What does the team do?

The team is split between the construction and property litigation. The construction side does both contentious and non-contentious work that include drafting of construction contracts, giving advice as to warranties and indemnities and generally assisting their construction clients in their day to day legal questions.

The contentious work done by the team involves commercial disputes which have a construction element. In most cases this involves participation in adjudication, mediation or arbitration.

The property litigation work undertaken by the team is often received from the property department; however the team has a number of established clients, which includes Boots. The work done is contentious and common issues include: landlord and tenant disputes, rent review, dilapidations and interests in land by adverse possession.

What type of work does a trainee do?

A trainee’s time in theory would be split equally between the property litigation side and the construction side, however, the work each fee earner has on at the time will dictate how much of each element you are given.

In construction, much of the work done currently is contentious. This involves researching the client’s position and potential options available to them. You are likely to be involved with the drafting of letters of advice to clients and with the solicitors representing the other side.

From the property litigation side, there will be a fair amount of research given the technical nature of this area of law.

What level of responsibility/hands on experience (i.e. manage your own files etc) does a trainee receive?

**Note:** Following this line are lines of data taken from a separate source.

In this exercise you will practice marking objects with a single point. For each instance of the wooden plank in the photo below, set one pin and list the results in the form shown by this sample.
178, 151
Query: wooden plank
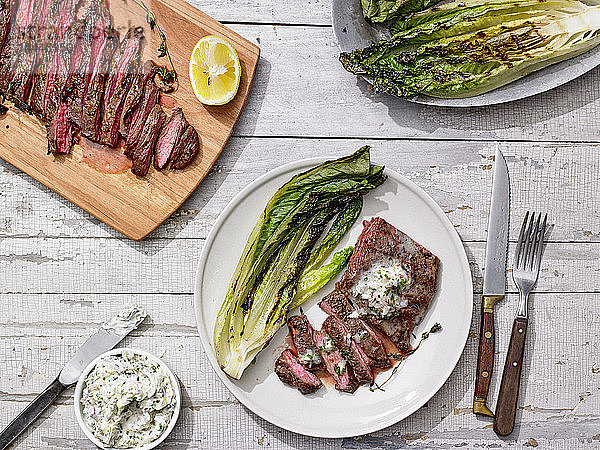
130, 204
558, 406
80, 266
312, 12
302, 90
558, 178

This will obviously depend on the nature of the work that you are undertaking. Whilst it is unlikely that you will manage your own files, because the size of the claims are often quite large, there are occasions for smaller claims to be given to a trainee to manage.

The work done by the construction team is likely to give a trainee greater contact with clients. In contrast, the tasks undertaken for the property litigation team mean that you are more likely to be reporting directly to the fee earner. This is because the area of property litigation is more specialised, whereas in construction you will be able to apply general commercial dispute experience.

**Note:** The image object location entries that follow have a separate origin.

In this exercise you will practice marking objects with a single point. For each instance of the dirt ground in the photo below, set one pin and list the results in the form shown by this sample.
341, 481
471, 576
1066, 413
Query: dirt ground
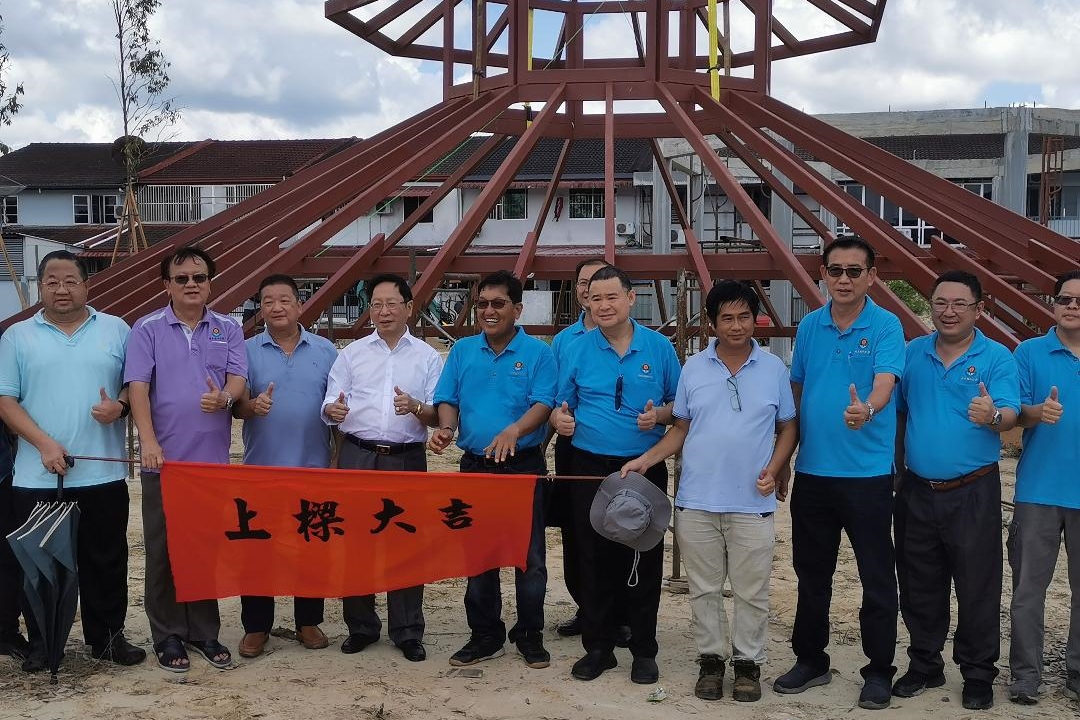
296, 683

From my experience in the seat, the team are keen to give the trainee as much client contact as possible. I was able to attend a site inspection on a Construction file and to meet the client and a number of building experts. In addition, I was also able to attend meetings with a client who wanted a Partner in the team to oversee an adjudication. Also, despite moving to another seat, the property litigation team have been happy for me to attend a trial at the High Court as this has been a file I have worked on extensively during my 6 month seat.

How much client contact does a trainee get?

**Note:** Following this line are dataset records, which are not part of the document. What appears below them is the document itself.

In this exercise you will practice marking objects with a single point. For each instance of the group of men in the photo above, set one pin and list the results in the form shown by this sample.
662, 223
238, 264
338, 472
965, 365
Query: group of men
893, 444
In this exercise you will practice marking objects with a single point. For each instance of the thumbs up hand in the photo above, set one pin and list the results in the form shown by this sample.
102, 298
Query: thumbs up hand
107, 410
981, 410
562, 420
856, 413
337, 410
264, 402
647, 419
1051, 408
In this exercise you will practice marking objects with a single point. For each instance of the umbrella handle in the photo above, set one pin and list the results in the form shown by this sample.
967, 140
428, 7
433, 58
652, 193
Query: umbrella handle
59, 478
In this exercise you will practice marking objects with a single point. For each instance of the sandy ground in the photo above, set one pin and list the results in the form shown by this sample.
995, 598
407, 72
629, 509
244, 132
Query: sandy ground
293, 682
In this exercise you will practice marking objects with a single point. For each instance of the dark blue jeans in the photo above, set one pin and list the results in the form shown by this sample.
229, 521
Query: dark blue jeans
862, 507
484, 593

As above, the client contact is more likely to be greater in the construction side of the work you do, as opposed to property litigation. In Property Litigation you will more regularly be undertaking research for a specific fee earner.

What has been the highlight for you in this seat?

The highlight for me has been the work I have done on the file which is due to be heard in the High Court in London. This is a property litigation case which I have been involved with from the start of my time in the seat. The issue in this case relates to certain planning restrictions, and I had been asked to undertake research on this point. Furthermore, I have assisted with assembling the trial bundle and in producing documentation for Counsel.